The simplest is to keep Eskom as it is and lay off a large part of the workforce. But politically this cannot fly as mass job losses is not a plan any party will sell at election time. We also need to consider the effect on the workforce.

A better plan is for Eskom to stop resisting large-scale deployment of small-scale solar power. A rapid roll-out of home-scale and small business solar could add a gigawatt to the grid in a short timer – as little as 6 months. Two things hold this back: inadequate support of exporting excess power to the grid and municipal reliance on profits from sale of electricity.

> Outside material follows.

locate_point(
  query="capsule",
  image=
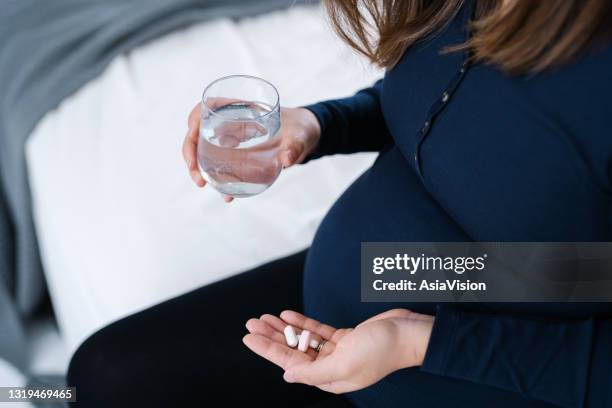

Both of these can be addressed – and I will in a separate article.

Eskom should split as follows, to enable this:
  • bulk generation and distribution – what Eskom does now but with a reduced workforce
  • RDP solar – installation of a solar panel on every RDP house, with an initial target of 1-million homes, to be funded by a combination of government subsidy and cost recovery of a share of the electricity generated for the first 5 years
  • public institution solar – schools and tertiary institutions should be encourage to go solar, with a mix of subsidies for the less wealthy and private funding for the well-funded insitutions
  • home solar – no subsidy; those who can afford to buy solar should be permitted to feed into the grid with a feed in tariff equal to their municipal electricity tariff
Each of these could be one separate company, or be further split if geography makes a smaller entity more viable. In the initial stage, the former Eskom company would be the sole provider where government was involved to eliminate the time delays and corruption of the tender process. Once we have the first gigawatt installed, this can be opened up to competition.